4. En deuxième lieu, aux termes de l'article L. 59 A du livre des procédures fiscales : " I - La commission départementale des impôts directs et des taxes sur le chiffre d'affaires intervient lorsque le désaccord porte : / 1° Sur le montant du résultat industriel et commercial, non commercial, agricole ou du chiffre d'affaires, déterminé selon un mode réel d'imposition ; (...) 4° Sur la valeur vénale des immeubles, des fonds de commerce, des parts d'intérêts, des actions ou des parts de sociétés immobilières servant de base à la taxe sur la valeur ajoutée, en application du 6° et du 1 du 7° de l'article 257 du même code. / II. - Dans les domaines mentionnés au I, la commission départementale des impôts directs et des taxes sur le chiffre d'affaires peut, sans trancher une question de droit, se prononcer sur les faits susceptibles d'être pris en compte pour l'examen de cette question de droit. ". La remise en cause du régime de la TVA sur la marge dans lequel une entreprise s'est placée a trait au principe même de l'imposition de ces opérations et non au montant du chiffre d'affaires mentionné à l'article L. 59 A du livre des procédures fiscales. Une telle question ne relève dès lors pas de la compétence de la commission départementale alors même que sa solution dépendait de l'appréciation de questions de fait. La société requérante n'est donc pas fondée à soutenir que le défaut de saisine de la commission par l'administration était constitutif d'une irrégularité de procédure de nature à entraîner la décharge des impositions en cause.

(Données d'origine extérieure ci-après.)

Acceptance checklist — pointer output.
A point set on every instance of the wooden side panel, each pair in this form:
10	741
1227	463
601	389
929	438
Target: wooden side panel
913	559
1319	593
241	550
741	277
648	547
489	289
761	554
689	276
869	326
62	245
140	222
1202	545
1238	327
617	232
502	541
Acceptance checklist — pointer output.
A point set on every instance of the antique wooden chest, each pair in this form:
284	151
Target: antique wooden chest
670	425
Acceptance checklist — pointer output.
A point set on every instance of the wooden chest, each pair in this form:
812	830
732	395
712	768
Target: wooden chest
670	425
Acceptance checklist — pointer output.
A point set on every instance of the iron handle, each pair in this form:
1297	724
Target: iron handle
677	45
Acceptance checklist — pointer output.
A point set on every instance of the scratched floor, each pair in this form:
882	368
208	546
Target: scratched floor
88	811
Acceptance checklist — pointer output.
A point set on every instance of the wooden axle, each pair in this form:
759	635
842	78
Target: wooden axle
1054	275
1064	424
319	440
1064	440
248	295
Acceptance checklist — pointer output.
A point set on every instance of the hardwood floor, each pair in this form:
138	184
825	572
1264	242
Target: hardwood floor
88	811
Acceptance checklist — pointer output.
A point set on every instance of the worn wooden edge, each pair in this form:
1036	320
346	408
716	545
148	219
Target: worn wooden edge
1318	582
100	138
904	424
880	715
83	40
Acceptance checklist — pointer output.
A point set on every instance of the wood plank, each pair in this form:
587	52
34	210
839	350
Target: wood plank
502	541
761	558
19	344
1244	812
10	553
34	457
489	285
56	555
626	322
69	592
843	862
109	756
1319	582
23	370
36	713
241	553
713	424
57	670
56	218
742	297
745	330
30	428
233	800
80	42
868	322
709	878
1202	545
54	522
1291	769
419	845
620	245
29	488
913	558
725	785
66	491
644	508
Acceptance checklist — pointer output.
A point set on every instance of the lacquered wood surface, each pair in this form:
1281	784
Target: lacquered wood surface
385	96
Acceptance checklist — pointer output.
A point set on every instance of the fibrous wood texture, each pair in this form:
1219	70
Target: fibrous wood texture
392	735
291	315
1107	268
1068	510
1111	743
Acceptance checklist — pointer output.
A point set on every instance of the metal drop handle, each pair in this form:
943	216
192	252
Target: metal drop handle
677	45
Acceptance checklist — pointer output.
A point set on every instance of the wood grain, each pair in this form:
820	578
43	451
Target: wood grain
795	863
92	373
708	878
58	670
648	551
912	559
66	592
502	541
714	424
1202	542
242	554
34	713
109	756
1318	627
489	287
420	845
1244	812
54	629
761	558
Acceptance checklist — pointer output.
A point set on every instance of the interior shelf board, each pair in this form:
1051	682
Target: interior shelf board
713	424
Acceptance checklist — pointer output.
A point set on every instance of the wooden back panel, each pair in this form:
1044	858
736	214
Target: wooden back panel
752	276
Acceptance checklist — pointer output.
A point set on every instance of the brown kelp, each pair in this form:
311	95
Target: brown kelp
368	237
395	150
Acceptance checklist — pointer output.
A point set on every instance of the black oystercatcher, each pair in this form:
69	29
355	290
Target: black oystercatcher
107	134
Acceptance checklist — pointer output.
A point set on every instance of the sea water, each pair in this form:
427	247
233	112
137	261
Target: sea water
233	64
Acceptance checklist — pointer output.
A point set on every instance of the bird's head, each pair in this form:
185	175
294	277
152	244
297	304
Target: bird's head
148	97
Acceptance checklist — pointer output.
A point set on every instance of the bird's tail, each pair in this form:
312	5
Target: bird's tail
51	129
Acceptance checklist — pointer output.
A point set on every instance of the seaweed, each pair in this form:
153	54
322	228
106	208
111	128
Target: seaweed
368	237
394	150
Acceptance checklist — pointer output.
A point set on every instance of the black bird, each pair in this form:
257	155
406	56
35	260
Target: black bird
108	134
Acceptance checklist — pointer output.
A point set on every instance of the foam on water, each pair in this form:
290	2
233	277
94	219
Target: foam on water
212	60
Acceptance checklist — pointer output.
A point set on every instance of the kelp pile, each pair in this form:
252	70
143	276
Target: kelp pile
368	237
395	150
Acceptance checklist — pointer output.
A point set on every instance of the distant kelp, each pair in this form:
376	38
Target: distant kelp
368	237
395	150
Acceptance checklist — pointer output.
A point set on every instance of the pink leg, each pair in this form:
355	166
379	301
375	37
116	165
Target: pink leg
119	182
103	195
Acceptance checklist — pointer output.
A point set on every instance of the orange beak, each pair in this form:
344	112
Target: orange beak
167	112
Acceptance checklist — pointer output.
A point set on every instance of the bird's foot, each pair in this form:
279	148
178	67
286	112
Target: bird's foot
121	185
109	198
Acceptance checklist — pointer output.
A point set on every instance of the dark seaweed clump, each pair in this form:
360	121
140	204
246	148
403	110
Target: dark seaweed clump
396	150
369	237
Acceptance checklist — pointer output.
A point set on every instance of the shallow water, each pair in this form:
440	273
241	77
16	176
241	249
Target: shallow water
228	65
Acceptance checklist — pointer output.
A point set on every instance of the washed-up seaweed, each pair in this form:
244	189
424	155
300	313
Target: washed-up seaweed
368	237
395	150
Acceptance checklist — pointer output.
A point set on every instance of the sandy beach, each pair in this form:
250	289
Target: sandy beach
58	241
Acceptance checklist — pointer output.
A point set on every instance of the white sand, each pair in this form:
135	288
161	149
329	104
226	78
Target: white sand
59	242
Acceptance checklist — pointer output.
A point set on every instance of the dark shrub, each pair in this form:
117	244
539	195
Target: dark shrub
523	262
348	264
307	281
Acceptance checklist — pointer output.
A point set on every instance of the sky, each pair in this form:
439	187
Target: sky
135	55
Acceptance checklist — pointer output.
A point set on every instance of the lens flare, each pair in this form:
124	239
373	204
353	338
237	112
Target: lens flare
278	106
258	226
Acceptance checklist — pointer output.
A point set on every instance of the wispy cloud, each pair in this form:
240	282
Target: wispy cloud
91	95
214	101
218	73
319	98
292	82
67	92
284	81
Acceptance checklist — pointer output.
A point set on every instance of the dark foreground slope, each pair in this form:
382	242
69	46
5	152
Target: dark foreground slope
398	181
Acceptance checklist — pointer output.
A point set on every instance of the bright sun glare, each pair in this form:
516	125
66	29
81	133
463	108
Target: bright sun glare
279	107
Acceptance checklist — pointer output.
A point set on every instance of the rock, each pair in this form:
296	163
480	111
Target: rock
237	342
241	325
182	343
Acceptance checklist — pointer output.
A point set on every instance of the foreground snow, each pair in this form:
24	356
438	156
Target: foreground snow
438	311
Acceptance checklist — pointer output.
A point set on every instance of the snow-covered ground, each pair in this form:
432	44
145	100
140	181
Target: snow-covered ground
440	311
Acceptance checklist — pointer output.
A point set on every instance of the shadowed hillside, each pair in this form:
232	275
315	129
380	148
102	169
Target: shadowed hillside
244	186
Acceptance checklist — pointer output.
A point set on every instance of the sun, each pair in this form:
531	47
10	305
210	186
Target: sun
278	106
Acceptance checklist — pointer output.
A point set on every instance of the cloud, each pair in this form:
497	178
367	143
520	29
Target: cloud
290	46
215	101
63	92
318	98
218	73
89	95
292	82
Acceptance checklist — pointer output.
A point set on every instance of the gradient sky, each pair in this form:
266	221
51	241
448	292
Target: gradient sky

5. En troisième lieu, aux termes de l'article L. 76 B du livre des procédures fiscales : " L'administration est tenue d'informer le contribuable de la teneur et de l'origine des renseignements et documents obtenus de tiers sur lesquels elle s'est fondée pour établir l'imposition faisant l'objet de la proposition prévue au premier alinéa de l'article L. 57 ou de la notification prévue à l'article L. 76. Elle communique, avant la mise en recouvrement, une copie des documents susmentionnés au contribuable qui en fait la demande ". S'il incombe à l'administration, quelle que soit la procédure d'imposition mise en œuvre, et à tout moment avant la mise en recouvrement, d'informer le contribuable dont elle envisage soit de rehausser, soit d'arrêter d'office les bases d'imposition, de l'origine et de la teneur des renseignements obtenus auprès de tiers, qu'elle a utilisés pour établir les impositions, avec une précision suffisante pour permettre à l'intéressé, notamment, de discuter utilement leur provenance ou de demander, avant la mise en recouvrement des impositions qui en procèdent, que les documents qui, le cas échéant, contiennent ces renseignements soient mis à sa disposition, cette obligation ne s'étend pas aux informations nécessairement détenues par les différents services de l'administration fiscale en application de dispositions législatives ou réglementaires, qui sont mis à disposition des parties ou leur sont expédiés à leur demande et sont librement accessibles au public en vertu d'une obligation légale. La société Ficop invoque la méconnaissance de ces dispositions en ce que, malgré ses demandes en ce sens, l'administration ne lui a pas communiqué les actes d'acquisition sur lesquels elle avait fondé les rappels de TVA litigieux.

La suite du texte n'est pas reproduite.